Though there be more than one high school (3?) and the one college group still the group was arguably selected to have much in common. It is after all a world where teens can get literally anyplace on their own planet willing to accept them and home for dinner.
If I wanted to to take issue with willing suspension of disbelief it would be the lack of commercial development someplace else on the planet (given pressure to emigrate and so to develop – then again there may be a very large number of such congenial planets) with notice of the students and with the lack of a chaperone in the background. CF Picnic on Paradise
I read it long, long ago, but the part that really stood out/”stuck” for me was the invasion by the sensationalist media to warp their experience into fiction & sleaze in order to titillate the masses… Also, Heinlein’s “society” that evolved amongst the survivors, where the power-hungry individuals ascendency is so typical of human nature…and where worthy individuals whose efforts make societies work are forced out by the so-called “leaders” and their mindless sycophants. This, like other thoughtful middle-era Heilein products, is “good stuff.”
Brian J,
As I recall, the ‘power-hungry’ people were in charge early on, but changed to a more representative government when it became clear that there were problems. (Wasn’t it the college students who wanted to be in charge?) Later, there was a problem with free riders wanting the advantages, but not the work, and the group decided to throw them out.

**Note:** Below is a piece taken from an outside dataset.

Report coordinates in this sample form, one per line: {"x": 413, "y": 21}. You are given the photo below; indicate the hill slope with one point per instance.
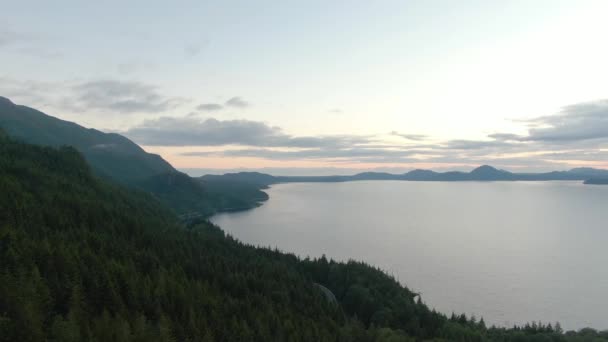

It always seemed obvious to me too, but was there enough time for Heinlein to respond quickly enough to a book published in September of 1954 that he could get “Tunnel” published in 1955?
#7 – Not my recollection that things
IIRC the election was about as representative as any – after some speeches that we are told changed what would have been the result a priori to the actual results a posteriori – and things changed to a more effective leader in the same form of government but no more and no less representative after the martyred death of the somewhat demagogue. I’d make the case that Rob learned to govern less – impose less rather than more day to day – a common lesson in Heinlein’s writing even in the disliked Number of the Beast – combined with a willingness to swing a big stick from time to time.
Tunnel in the Sky is one of my favorite books. But I must disagree with Jo on one point. The horses and wagons make perfect sense. Why take a vehicle when you will be lightyears from the nearest repair shop? Take 100 vehicles and 100 horses to your new planet, and at the end of a decade, you will be lucky to have 10 vehicles still working, but will likely have more than 100 horses. I am sure that they would use all the knowledge they can to farm better than our ancestors did. But they would want technology that could be supported at the other end of their journey, and that technology would be simple.
And regarding the role of women, Heinlein may feel reactionary now, but was very progressive in what he described. We forget how much things have changed in the past few decades. When I joined the Coast Guard in the early ’70s, women were confined to a woman’s reserve contingent, while now they perform every role that men do.
And when we look at his use of ethnicities, we need to remember that Heinlein grew up in a highly segregated world, and his views on this were considered radical at the time. Folks my age still remember a world before the Civil Rights Act of 1964, and it wasn’t a very pretty sight.